Ma ancor più belle le liriche dell’arabo siciliano “Ibn Hamddìs“, che riteneva che la sua patria fosse la Sicilia e quindi lui era più siciliano dei siciliani.
<<In alto la penombra si dirada agitata dai veli della luce…..>>.
Una storia bella e gradevole che ha un obiettivo alto, non solo di ricordi di poeti ma di evoluzione della vita e quello che ti sembrava passato è tornato ad essere futuro come nei corsi e ricorsi di Giambattista Vico o come in una bobina che va avanti e indietro e si riavvolge senza che tu capisca quale sia il prima e quale il dopo, come in un sogno che si accavalla.
Linda Scaffidi, nel suo alzo zero colpisce anche chi ha solo certezze e mai dubbi come quella insegnante di religione che asserisce, categoricamente, che un dio ci vuole: cristiano o musulmano, per forza ci vuole.
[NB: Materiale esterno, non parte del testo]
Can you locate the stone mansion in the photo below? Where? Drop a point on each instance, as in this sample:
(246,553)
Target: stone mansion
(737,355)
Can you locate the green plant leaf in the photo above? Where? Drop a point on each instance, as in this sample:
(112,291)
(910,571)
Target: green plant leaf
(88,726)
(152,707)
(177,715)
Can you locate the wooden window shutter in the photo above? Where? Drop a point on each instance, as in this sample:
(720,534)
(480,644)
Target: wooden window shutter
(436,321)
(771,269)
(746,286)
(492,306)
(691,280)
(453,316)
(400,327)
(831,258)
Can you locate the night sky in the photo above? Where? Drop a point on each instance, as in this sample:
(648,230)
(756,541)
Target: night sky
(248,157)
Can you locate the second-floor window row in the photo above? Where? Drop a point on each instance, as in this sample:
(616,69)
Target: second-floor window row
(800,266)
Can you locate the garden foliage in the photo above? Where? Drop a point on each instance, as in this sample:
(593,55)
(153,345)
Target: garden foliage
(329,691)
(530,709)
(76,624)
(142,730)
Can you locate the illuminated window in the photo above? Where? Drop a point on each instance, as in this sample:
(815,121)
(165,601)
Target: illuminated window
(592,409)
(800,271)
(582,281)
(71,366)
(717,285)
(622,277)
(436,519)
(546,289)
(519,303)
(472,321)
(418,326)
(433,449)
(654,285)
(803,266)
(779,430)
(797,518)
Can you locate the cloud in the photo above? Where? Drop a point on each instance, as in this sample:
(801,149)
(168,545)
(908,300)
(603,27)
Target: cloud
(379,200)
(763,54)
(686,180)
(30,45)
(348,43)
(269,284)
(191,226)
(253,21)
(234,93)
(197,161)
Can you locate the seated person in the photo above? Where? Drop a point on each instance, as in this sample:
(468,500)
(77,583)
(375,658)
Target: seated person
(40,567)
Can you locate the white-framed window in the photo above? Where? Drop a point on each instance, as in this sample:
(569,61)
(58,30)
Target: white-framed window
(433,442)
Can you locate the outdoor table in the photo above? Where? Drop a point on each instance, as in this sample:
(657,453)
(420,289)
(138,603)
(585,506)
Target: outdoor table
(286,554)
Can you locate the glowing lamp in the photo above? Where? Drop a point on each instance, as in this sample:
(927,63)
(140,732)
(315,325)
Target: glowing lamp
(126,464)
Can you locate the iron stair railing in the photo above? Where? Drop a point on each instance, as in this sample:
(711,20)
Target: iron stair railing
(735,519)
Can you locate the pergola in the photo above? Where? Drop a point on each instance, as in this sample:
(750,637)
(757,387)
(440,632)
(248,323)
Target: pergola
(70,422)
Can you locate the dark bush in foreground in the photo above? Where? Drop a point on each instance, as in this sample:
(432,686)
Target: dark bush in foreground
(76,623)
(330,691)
L’ateo, un senza dio, non ci può stare, ma forse anche un ateo crede in qualcosa, per esempio, crede di non credere.
Linda prende in pieno anche me e mi ritorna alla mente una frase di mio padre:
<<Noi siamo come le piante che attecchiscono bene, in ogni luogo dove la terra sia buona> e quella è la patria, la tua.
I luoghi del romanzo
Ballarò che è un quartiere di Palermo, Modica, Fes e Marrakech in Marocco.
Al momento della partenza per il ritorno in Patria, il dialogo emblematico fra padre e figlio, due generazioni contrapposte, in dissidio fra loro.
<<Alì si voltò e vide Peppe, immobile sulla banchina.
<<Che fai?>> gli chiede il padre.
<<Resto qui>> rispose Peppe, alias Youssef, ma lui si sente siciliano, non “nasrani”, straniero in Sicilia, ma in Marocco sí.
Il racconto è anche una storia di riscatto, di nuove possibilità e anche di un amore tanto struggente da sembrare una favola come nella casa delle sette fate, appunto.
Ma è anche una storia di violenza al femminile che non conosce confini. Tutto ammantato in una pièce divertente, perché Linda Scaffidi vuole farti divertire.
Non diciamo di più per non togliere il gusto di leggere un romanzo appassionante, riflessivo per il lettore, profondo e intenso della nostra amica di penna Linda Scaffidi.